I have a binary string for input, for example 0110011, the input is being read left to right one at a time; in the ASCII chart decimal 48 is ASCII 0, and 49 is ASCII 1; how would putting each character of the input through this snippet of code as it is being read affect the input: (i=ch -'0') in words i equals char minus zero getchar is getting the input.
yes, you can get the value of the digit by peeling it off the ascii table as you said.
or you can just do something like
forceinline char/bool getbindigit(char c)
{
if (c == '1')
return 1; ///or true
return 0; // or false
}
or :? statement to do the same, some say its faster.
note that its not a string after you do this. ascii 0 is end of string, and I don't even know what it does if you print a string with one in the middle of it, with a char array it just stops right there. 1 isn't anything friendly to print either, its some control character. At this point all its good for is turning the binary back into an integer value.
when I was doing embedded C we had a guy with a giant include file of # defines
Ob01100
etc (letter O not zero) that he used and added to when he had a new value. It was horrible, but it worked back then.
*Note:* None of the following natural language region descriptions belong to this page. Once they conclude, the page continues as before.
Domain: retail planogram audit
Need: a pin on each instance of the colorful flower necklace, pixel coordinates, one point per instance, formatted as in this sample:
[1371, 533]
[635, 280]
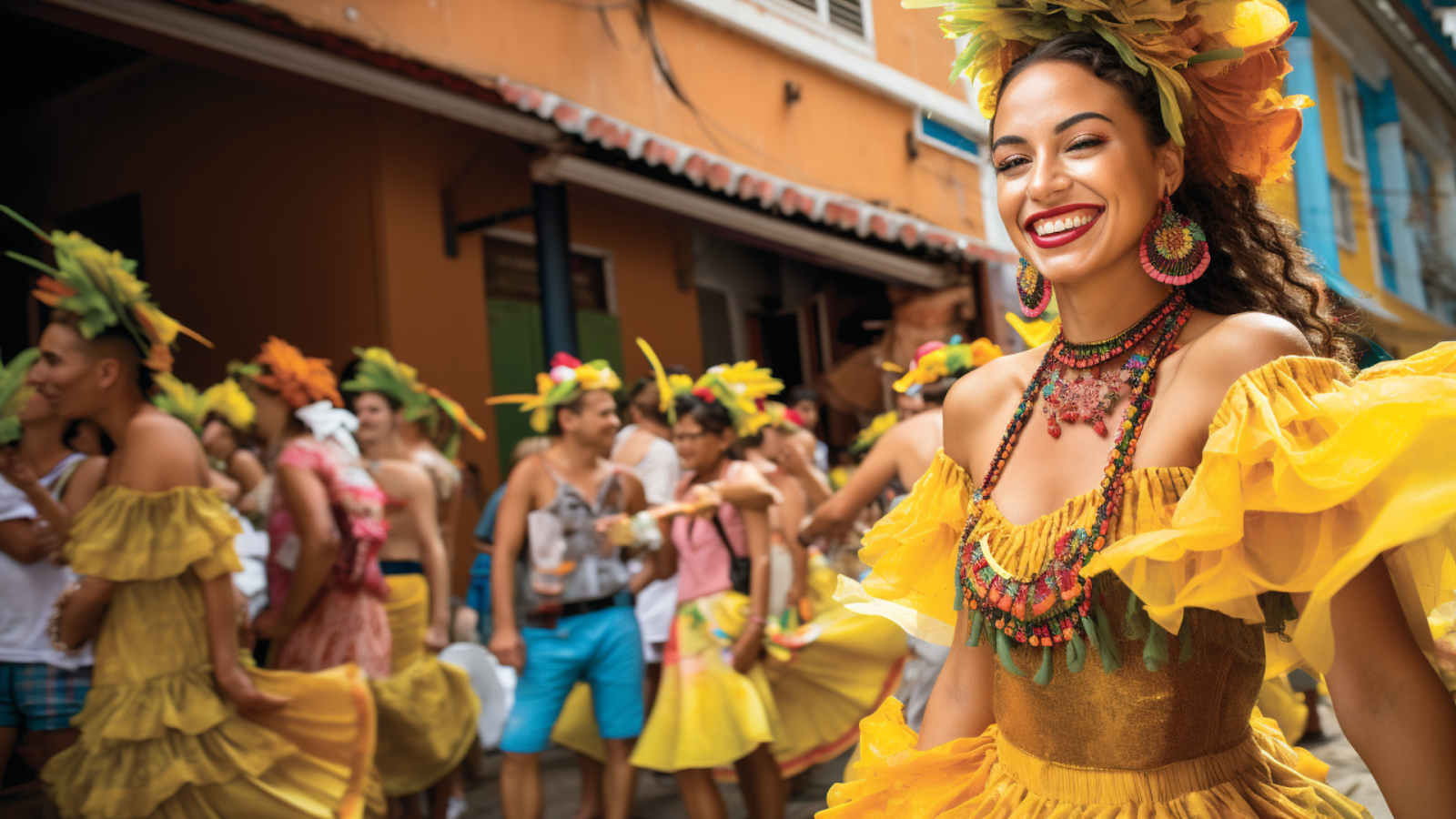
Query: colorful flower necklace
[1092, 394]
[1056, 605]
thank you for responding!! so if the input is a string of 0's 1's the compiler reads 48 decimal for each 0 and 49 for 1 therefore I have to tell it that I want
it to interpret my 0 and 1 as 0 and 1 and not something else.
> in the ASCII chart decimal 48 is ASCII 0, and 49 is ASCII 1
The encoding of the characters in the execution character set is locale specific; it need not (and sometimes does not) correspond to the encoding as specified by ASCII.
However, C++ does guarantee that, no matter what character encoding is in use:
In both the source and execution basic character sets, the value of each character after 0 in the list of decimal digits shall be one greater than the value of the previous. - IS
ie. if the value of '0' is 147, then the value of '1' would be 148, the value of '2' would be 149 and so on.
Therefore, if the character ch is a character representing a decimal digit (std::isdigit(ch) is true),
then ch - '0' would give that digit as an integer. '7' - '0' == 7 etc.